The Redis Token Bucket
We chose a token bucket over a fixed window because humans and integrations both burst. A task board opening in the browser may fire several project, task, and membership requests at once. A fixed window treats that burst as suspicious purely because the clock boundary was unlucky. A token bucket lets us model you may spike briefly, but not forever. Redis gives us a shared state store across API pods, but only if the check-and-update is atomic. That is why the implementation uses a Lua script instead of separate GET and SET calls. Two requests racing on different pods should not both believe they consumed the last token.
Redis-backed rate limits help with fairness and some abuse, but they do not replace WAF rules, auth checks, or audit logging. We are shaping load, not declaring the request trustworthy.

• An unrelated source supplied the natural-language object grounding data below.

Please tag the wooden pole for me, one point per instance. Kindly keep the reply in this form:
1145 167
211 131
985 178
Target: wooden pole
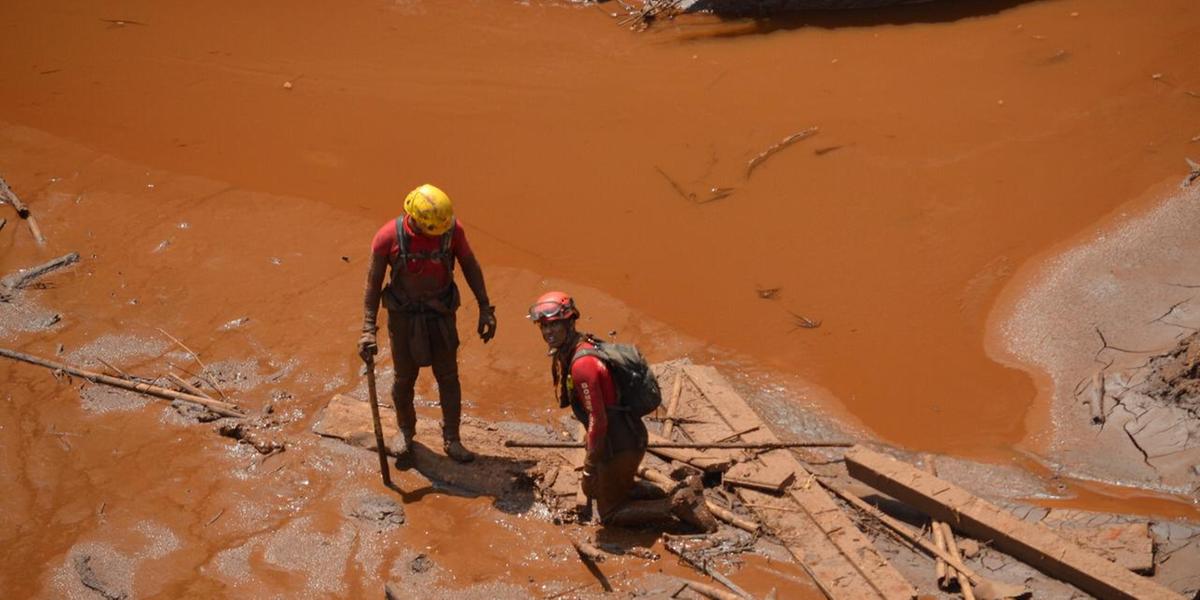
1033 544
189 388
904 532
952 546
709 591
943 579
221 408
22 210
676 391
694 445
22 279
719 511
381 449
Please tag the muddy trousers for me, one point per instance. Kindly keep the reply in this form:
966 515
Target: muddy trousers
443 352
623 502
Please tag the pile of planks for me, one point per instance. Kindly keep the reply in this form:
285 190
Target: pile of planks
802 509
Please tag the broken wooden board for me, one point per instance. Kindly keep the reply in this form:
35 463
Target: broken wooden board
702 460
1126 543
815 529
1031 543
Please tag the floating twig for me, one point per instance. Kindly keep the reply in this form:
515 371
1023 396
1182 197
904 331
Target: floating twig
27 276
777 147
114 369
221 408
204 367
702 567
214 520
768 293
9 196
802 322
1192 174
683 193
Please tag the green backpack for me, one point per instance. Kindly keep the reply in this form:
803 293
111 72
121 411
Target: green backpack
637 390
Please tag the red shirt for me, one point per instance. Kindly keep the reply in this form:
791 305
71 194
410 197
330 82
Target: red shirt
594 389
387 245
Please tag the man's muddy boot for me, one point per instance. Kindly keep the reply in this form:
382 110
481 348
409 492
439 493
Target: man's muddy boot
457 451
688 505
402 447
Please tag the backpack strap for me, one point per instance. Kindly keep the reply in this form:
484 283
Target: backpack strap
444 253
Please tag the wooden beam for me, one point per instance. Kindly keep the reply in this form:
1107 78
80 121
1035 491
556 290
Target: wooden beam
1030 543
819 534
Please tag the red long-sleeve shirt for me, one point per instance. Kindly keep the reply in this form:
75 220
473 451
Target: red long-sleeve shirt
594 390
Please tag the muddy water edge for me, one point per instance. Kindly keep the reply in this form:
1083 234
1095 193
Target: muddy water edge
263 143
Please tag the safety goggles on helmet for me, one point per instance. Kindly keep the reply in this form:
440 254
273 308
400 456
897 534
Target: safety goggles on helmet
552 310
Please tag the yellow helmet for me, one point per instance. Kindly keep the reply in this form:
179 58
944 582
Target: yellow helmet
430 209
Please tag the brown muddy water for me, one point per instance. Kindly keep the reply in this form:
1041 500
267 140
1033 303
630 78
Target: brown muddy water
216 161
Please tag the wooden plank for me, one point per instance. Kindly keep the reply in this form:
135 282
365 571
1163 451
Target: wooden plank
1127 544
700 459
1030 543
816 531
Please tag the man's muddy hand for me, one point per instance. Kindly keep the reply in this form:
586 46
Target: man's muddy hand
367 347
486 323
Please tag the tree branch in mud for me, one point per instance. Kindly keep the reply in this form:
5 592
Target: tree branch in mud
777 147
23 279
221 408
649 11
714 193
1107 346
9 196
801 322
204 367
1169 311
702 567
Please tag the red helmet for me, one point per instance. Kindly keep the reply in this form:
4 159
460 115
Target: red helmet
553 306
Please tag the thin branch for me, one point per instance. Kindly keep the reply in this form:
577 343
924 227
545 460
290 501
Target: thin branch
777 147
204 367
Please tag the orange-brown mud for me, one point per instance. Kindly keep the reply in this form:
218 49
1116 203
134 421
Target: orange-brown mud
216 161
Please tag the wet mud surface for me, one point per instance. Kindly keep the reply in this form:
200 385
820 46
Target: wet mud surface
221 168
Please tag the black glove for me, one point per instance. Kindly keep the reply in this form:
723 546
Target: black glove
367 347
588 481
486 323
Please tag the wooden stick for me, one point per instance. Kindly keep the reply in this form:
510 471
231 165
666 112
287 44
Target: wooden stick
676 391
943 579
115 370
712 573
732 519
719 511
694 445
904 532
738 435
953 549
708 591
1097 399
189 388
777 147
197 358
22 211
27 276
589 556
221 408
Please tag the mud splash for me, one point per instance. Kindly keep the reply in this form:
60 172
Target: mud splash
225 159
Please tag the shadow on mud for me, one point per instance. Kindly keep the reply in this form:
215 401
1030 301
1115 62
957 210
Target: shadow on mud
501 478
765 17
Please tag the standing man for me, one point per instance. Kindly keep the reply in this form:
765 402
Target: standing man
616 439
421 246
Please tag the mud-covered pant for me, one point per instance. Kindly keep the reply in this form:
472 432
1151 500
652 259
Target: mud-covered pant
443 352
623 502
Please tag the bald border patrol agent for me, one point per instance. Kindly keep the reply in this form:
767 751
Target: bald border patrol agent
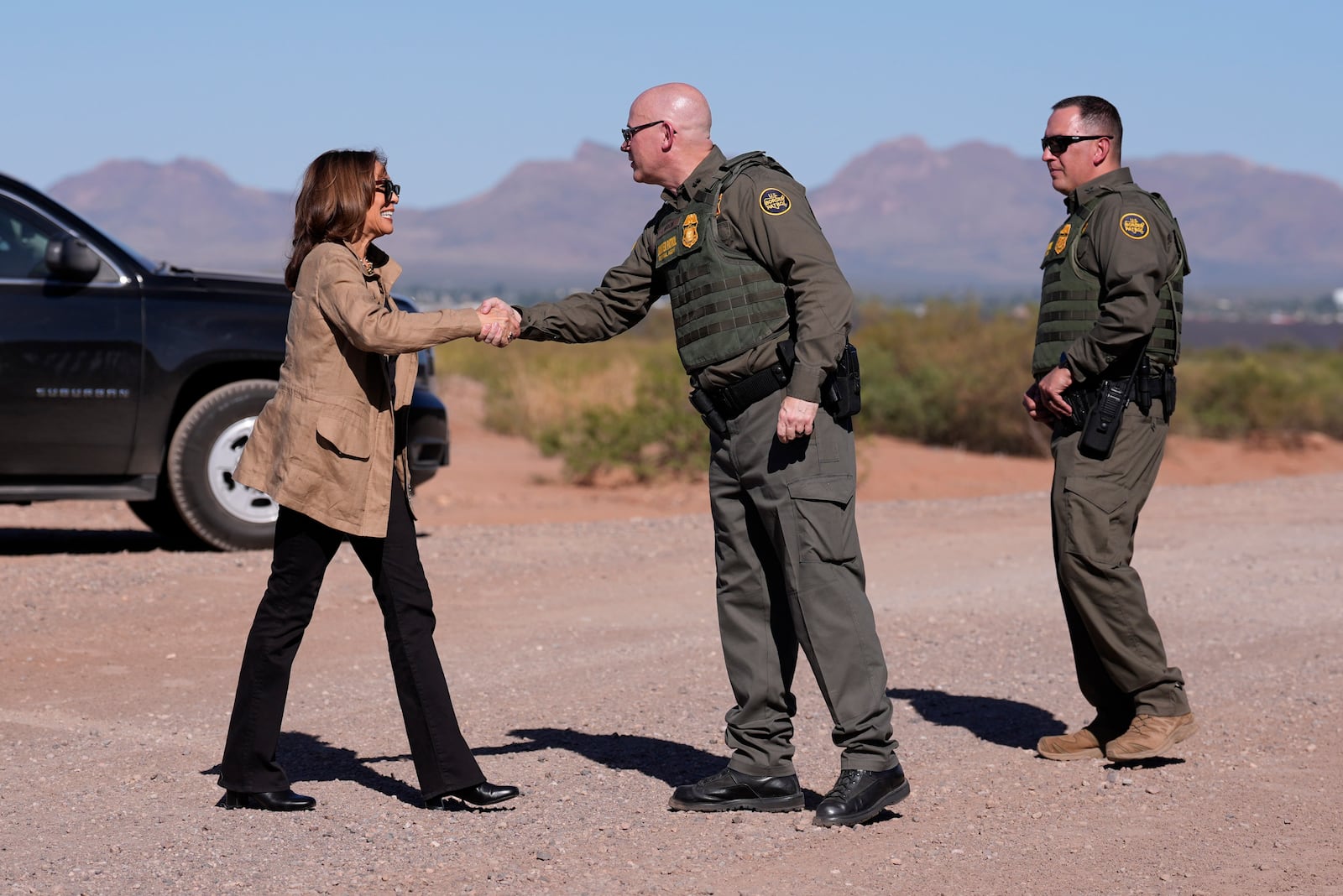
762 315
1105 349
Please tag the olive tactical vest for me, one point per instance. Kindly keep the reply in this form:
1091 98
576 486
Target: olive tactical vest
723 300
1069 300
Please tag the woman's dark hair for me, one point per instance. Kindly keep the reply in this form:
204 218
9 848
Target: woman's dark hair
332 203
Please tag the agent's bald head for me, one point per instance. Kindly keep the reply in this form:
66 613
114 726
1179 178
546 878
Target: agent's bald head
666 154
678 103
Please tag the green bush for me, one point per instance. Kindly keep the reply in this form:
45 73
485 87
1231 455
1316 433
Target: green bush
946 373
1232 392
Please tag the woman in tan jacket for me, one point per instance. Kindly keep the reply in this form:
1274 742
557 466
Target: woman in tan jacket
329 448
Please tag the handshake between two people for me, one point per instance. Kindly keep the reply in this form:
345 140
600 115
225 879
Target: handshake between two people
500 322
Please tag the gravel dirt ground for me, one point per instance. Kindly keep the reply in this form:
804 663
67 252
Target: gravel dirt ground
579 636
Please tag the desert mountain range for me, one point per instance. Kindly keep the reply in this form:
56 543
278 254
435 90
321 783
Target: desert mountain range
904 221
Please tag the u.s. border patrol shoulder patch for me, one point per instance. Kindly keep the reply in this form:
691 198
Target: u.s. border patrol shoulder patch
774 201
1134 226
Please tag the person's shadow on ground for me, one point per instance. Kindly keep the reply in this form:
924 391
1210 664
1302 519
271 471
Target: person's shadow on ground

What We Do Not Rate Limit the Same Way
Not every endpoint deserves the same policy. Internal health checks and readiness probes are excluded because they are part of platform operation, not customer traffic. Webhook receivers often get a separate bucket because third-party retry behavior is spiky and not under our control. Large attachment uploads are usually limited by concurrent upload slots instead of simple requests-per-second because one upload request can consume vastly more I/O than one metadata request. This is another reason we rejected a universal global quota. The useful abstraction is common enforcement machinery with route-specific capacity policy, not identical numbers everywhere.
| Traffic type | Policy | Reason |
|---|---|---|
| Interactive API reads | Tenant bucket with moderate burst | Page loads are bursty but short |
| Auth refresh | Tenant + user bucket with low burst | Protect against tight retry loops or token abuse |
| Webhooks | Separate integration bucket | Provider retry patterns differ from human traffic |
| Health probes | Excluded | Platform checks should not consume tenant quota |
The Decision
Fieldwork uses a Redis-backed token bucket keyed primarily by tenant, with narrower tenant-plus-actor scopes on endpoints where one caller could monopolize the tenant's budget. We rejected per-process in-memory limits and IP-based quotas because they do not hold up once traffic is distributed across pods and customers share networks. Redis is not here because rate limiting is fashionable; it is here because the quota has to be consistent across the fleet. The design is intentionally boring: shared state, atomic updates, explicit quota headers, and policies that map to actual platform fairness instead of edge-proxy convenience.